HR managers manage all aspects of human resources, including payroll, compensation benefits, performance management, hiring, training and development. They are also developing and implementing HR strategies, initiatives and procedures aligned with the overall business strategy.
It's important to note that the responsibilities of an HR manager can vary from one company to another.
At one company, the focus of the position can be on talent management and employee lifecycle. Elsewhere, the HR manager may be mainly responsible for performance management and compensation benefits.
The options are endless.
Considering the wide scope of responsibilities and potential combinations, writing an HR manager resume can be tricky since you need to clearly present relevant experience and skills without overwhelming a potential employer with lots of unnecessary information.
To do so, customize your resume to the available position.
If you're looking for a new human resources manager job, you must know what skills are required for this position and how to present them on your resume.
So, before you start working on your resume, make sure that you know the skills, experiences and qualifications employers are looking for in candidates. This insight will help you present relevant information in a concise and clear way.
Luckily, companies include that information in their job postings, confirming everything applicants should know about the position -- from the company culture to job requirements.

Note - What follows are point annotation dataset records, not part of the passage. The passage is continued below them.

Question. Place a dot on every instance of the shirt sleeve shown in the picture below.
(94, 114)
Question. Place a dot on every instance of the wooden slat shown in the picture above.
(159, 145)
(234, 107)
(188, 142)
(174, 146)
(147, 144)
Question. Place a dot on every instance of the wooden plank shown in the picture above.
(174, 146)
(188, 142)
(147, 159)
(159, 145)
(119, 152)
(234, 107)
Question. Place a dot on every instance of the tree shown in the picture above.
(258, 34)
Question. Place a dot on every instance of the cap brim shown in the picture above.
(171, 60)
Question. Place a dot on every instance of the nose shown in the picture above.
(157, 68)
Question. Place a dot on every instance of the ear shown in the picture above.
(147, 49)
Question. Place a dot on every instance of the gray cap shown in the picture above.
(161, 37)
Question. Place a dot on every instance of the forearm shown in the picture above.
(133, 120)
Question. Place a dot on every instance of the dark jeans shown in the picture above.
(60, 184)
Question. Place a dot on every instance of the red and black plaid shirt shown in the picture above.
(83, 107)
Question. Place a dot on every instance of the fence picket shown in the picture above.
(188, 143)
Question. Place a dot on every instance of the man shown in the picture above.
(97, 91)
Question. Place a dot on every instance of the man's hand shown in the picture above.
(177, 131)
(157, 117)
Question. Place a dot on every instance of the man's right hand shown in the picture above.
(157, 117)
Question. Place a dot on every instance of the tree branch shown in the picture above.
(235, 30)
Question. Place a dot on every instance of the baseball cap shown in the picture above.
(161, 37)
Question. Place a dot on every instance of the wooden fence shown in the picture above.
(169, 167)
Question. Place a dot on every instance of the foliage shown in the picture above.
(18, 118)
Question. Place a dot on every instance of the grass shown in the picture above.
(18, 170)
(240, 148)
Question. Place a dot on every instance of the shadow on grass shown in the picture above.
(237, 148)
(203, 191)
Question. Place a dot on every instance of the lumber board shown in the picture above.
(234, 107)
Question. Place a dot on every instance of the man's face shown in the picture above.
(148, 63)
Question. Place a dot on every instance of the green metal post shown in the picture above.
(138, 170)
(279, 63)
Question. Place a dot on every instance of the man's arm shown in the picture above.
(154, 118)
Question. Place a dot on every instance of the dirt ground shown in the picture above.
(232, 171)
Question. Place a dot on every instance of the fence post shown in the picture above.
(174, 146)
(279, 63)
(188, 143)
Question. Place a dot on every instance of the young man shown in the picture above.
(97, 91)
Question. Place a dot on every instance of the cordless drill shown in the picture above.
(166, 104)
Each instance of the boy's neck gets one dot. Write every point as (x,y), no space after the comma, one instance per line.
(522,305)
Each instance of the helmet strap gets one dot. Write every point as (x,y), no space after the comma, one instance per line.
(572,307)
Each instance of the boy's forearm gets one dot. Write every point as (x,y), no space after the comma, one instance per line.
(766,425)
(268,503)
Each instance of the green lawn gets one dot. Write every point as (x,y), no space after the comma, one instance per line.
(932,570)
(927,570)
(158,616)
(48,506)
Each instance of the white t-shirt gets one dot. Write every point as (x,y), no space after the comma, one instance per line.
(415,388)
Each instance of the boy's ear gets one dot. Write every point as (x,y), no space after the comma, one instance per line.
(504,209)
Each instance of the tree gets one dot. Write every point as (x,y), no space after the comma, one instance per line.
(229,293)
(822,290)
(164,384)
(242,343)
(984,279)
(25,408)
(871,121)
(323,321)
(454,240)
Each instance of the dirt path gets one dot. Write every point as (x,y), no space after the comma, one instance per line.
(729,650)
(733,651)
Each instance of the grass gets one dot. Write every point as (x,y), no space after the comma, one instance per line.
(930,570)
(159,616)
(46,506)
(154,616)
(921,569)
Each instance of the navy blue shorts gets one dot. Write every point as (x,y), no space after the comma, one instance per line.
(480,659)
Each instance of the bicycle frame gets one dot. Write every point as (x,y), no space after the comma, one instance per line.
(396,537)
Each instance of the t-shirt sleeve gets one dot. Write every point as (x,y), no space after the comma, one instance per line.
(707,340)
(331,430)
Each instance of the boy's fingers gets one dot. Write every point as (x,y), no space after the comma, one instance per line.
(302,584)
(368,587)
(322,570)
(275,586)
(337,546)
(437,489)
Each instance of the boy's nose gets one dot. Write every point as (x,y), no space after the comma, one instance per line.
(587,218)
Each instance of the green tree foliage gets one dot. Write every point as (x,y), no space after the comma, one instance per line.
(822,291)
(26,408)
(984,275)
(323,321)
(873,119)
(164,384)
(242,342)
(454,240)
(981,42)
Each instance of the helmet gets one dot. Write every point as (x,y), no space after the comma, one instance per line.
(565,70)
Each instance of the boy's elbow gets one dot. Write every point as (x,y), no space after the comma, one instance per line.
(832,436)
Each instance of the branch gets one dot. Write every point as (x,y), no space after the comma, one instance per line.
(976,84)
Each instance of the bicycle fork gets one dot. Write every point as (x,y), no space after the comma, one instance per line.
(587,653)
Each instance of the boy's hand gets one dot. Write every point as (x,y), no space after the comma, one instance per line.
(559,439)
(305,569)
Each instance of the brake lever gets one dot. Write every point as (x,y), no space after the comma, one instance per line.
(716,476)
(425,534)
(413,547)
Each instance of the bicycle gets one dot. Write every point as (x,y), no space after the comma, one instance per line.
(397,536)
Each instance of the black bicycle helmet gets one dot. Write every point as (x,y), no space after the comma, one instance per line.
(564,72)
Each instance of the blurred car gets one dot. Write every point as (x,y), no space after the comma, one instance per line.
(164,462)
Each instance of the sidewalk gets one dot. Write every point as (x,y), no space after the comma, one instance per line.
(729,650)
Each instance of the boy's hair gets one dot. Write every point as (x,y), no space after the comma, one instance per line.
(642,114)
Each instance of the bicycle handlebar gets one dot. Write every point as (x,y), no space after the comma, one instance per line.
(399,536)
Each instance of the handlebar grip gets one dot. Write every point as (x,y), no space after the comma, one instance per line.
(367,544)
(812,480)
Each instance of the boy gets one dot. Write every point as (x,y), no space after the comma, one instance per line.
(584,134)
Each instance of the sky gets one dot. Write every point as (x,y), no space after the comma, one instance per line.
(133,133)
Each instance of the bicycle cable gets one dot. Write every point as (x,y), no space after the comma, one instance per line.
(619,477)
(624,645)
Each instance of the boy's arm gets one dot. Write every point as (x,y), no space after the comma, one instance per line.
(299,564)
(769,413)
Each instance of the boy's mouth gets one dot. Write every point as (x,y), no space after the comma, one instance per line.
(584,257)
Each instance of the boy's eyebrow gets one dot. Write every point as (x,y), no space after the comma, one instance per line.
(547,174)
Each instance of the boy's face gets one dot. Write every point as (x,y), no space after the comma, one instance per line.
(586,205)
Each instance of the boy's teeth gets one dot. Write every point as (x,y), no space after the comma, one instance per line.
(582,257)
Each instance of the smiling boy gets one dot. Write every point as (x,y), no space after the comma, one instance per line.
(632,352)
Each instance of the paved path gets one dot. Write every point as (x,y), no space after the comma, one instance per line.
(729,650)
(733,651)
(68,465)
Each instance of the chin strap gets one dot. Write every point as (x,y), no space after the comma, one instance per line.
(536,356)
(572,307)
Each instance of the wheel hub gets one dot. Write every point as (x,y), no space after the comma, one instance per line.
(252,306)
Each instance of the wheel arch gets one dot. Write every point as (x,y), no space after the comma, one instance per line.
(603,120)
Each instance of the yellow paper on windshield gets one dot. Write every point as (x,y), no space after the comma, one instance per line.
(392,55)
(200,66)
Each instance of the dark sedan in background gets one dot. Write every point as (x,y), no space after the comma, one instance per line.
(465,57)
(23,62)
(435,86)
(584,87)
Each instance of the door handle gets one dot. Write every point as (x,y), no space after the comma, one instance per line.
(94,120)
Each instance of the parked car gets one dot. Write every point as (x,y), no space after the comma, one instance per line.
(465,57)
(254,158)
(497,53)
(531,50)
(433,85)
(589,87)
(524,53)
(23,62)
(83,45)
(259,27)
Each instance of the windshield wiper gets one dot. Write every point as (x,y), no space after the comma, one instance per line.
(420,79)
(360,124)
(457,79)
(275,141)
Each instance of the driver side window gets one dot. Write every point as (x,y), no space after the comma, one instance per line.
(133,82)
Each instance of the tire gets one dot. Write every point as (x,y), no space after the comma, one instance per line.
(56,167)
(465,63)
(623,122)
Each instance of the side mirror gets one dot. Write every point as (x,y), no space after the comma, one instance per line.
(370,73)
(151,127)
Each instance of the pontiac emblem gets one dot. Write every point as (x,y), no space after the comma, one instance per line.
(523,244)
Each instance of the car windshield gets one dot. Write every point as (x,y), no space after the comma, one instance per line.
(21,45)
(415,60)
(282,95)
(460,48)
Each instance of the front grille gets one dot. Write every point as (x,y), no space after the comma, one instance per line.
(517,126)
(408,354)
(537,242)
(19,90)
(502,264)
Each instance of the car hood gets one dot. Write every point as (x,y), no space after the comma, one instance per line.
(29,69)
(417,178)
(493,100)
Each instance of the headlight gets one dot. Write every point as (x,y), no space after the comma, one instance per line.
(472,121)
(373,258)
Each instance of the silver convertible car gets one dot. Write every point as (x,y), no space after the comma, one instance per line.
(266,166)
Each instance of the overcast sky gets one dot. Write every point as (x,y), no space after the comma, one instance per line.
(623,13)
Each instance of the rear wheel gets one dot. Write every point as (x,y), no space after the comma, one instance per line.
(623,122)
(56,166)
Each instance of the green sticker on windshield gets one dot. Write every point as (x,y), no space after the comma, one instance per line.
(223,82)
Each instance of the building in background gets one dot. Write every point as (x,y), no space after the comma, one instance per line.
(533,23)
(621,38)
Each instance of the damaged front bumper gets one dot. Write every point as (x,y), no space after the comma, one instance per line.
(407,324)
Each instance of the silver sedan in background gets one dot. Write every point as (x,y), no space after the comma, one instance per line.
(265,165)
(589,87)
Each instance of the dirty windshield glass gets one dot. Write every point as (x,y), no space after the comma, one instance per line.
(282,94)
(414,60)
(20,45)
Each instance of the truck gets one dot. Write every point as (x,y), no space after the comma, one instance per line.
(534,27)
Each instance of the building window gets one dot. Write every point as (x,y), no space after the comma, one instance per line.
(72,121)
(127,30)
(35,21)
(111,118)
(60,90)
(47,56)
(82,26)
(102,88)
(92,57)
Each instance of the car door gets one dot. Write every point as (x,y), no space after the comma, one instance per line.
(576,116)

So, take your time to familiarize yourself with the job description and read it carefully. Use it as a guideline while writing and tailoring your resume to the role.
Now that you know what employers are looking for, let's write your perfect HR manager resume together -- step by step!
Choose the right format for the HR manager resume.
Choosing the right format is a starting point when writing a resume.
There are a few basic resume formats you can choose from:
A chronological resume is the most common resume format. It prioritizes relevant work experience and education, listing the experiences from most recent to older ones. Since it's the most popular format, creating a chronological resume should be your first choice.
This resume format is perfect for job seekers with consistent work history and work experience related to the job they're applying for.
The functional resume focuses on the professional skills you've developed through various jobs rather than work history. In other words, it groups skills and qualifications which relate to various positions instead of listing specific job titles and duties.
As such, it's useful for people who want to emphasize transferable skills while looking to change careers without having much relevant work experience yet.
Also, if you have few work experiences or if there are some gaps in your work history, then the functional format is probably the best option for you.
However, it's worth mentioning that recruiters and hiring managers dislike this format as it deemphasizes work history and is frequently hard to understand.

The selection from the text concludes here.